Bien sûr, elle continue également à jouer des personnages de plus en plus jeunes qu'elle – dans leHomme araignéefilms et autresEuphorie, un spectacle de lycée rempli d'acteurs qui ont désormais dix à 15 ans de plus que leurs personnages. Peut-être qu'un résidu ingénu s'accroche à elle malgré ses tentatives pour s'en débarrasser. C'est une autre façon dont elle rappelle Cruise, Roberts et Smith, qui étaient si fortement identifiés à l'énergie juvénile et fonceuse qu'ils dégageaient au début de leur carrière qu'ils ne semblaient pas pleinement crédibles en tant qu'adultes avant d'avoir atteint la trentaine. (ou dans le cas de Cruise, la quarantaine).
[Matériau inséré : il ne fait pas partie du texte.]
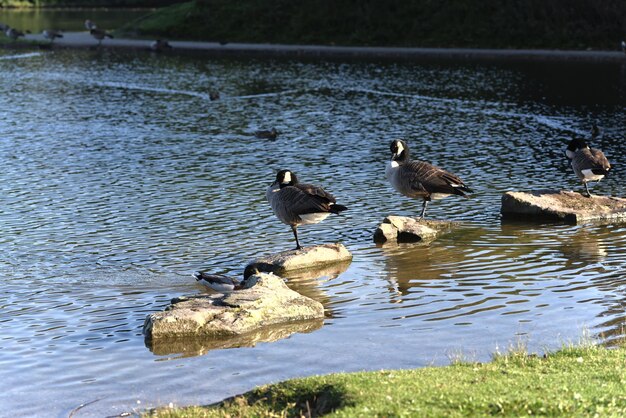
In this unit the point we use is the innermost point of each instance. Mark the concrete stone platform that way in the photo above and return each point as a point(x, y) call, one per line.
point(562, 206)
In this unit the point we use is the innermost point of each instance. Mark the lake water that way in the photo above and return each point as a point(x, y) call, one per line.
point(120, 178)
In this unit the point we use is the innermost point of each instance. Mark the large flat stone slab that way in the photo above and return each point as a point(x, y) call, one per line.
point(264, 300)
point(406, 229)
point(195, 346)
point(563, 206)
point(305, 258)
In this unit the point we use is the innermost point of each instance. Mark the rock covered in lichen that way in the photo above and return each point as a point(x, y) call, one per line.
point(264, 300)
point(564, 206)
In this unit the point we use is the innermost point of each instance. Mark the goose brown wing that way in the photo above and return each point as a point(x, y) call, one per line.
point(600, 160)
point(304, 198)
point(423, 176)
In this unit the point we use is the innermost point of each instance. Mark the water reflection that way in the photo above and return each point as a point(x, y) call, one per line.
point(312, 283)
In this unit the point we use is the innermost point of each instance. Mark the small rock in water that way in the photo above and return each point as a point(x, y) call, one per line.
point(406, 229)
point(305, 258)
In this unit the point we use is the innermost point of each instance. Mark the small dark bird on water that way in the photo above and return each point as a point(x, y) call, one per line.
point(218, 282)
point(13, 33)
point(271, 134)
point(297, 204)
point(100, 34)
point(419, 179)
point(90, 25)
point(52, 34)
point(160, 45)
point(589, 164)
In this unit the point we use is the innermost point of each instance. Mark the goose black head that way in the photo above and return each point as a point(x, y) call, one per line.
point(286, 178)
point(399, 150)
point(575, 145)
point(595, 131)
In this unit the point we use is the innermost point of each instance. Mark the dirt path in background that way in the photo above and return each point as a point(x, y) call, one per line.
point(84, 40)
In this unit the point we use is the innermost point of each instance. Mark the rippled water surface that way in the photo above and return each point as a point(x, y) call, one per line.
point(120, 177)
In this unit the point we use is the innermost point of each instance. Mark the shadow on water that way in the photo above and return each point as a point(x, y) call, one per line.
point(312, 283)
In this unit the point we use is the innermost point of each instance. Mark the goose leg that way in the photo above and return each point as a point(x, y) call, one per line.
point(295, 234)
point(423, 210)
point(587, 189)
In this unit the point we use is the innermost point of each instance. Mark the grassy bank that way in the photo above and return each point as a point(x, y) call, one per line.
point(583, 381)
point(565, 24)
point(29, 4)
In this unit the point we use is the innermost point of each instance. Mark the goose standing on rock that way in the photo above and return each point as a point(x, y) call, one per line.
point(218, 282)
point(589, 164)
point(297, 204)
point(419, 179)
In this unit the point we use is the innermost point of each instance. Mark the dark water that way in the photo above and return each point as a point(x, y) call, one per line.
point(120, 177)
point(36, 20)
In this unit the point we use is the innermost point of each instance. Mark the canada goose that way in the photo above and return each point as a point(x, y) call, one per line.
point(419, 179)
point(218, 282)
point(90, 25)
point(272, 134)
point(100, 34)
point(299, 204)
point(589, 164)
point(13, 33)
point(52, 34)
point(160, 45)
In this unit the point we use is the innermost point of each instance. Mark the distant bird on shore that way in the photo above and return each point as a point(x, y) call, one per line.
point(160, 45)
point(589, 164)
point(218, 282)
point(271, 134)
point(100, 34)
point(13, 33)
point(298, 204)
point(419, 179)
point(90, 25)
point(52, 34)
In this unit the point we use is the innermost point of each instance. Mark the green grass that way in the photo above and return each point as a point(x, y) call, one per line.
point(583, 381)
point(566, 24)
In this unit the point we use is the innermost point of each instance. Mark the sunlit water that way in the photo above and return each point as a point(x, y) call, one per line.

Pourtant, ils correspondaient presque toujours exactement à ce dont le projet avait besoin, même si vous craigniez au préalable une erreur de casting. Le public moderne est devenu tellement obsédé par chaque élément d'un personnage correspondant à l'acteur que, d'une certaine manière, nous avons perdu la compréhension de ce que la célébrité peut signifier et permettre. Quand tu aimes quelqu'un et que tu ressensaveceux, vous avez tendance à rationaliser ce qui ne fonctionne pas. C'est ainsi que le public a fini par considérer Elizabeth Taylor, Rock Hudson et James Dean comme des aînés aigris dans les dernières sections de l'épopée western.Géant, même s'il s'agissait évidemment des mêmes beaux jeunes acteurs que nous avons rencontrés dans les scènes précédentes,mais avec des trucs gris dans les cheveux. À l'inverse, c'est ainsi que le public a acheté Robert De Niro et Joe Pesci comme des gars dans la vingtaine au milieu deLes Affranchismême s'ils étaient tous les deux clairement à la fin de la quarantaine. Nous donnerons n'importe quoi à une étoile si nous aimons être à ses côtés, si nous avons l'espace pour nous retrouver dans leurs regards impassibles et leurs silences inattendus. Quant à Zendaya, je pense que je la croirais probablement en n'importe quoi si le scénario et la réalisation étaient bons, parce qu'elle a forgé ce pacte avec le public qui dit : « Nous sommes d'accord sur le fait que nous sommes dans le même bateau, en faisant semblant, alors donnez-moi ce pacte. moi celui-là. Plus important encore, quand elle cuisine vraiment, vous ne la surprenez pas en train de jouer : elle est juste votre fille là-haut, évoluant à travers l'histoire et vous donnant envie de la soutenir.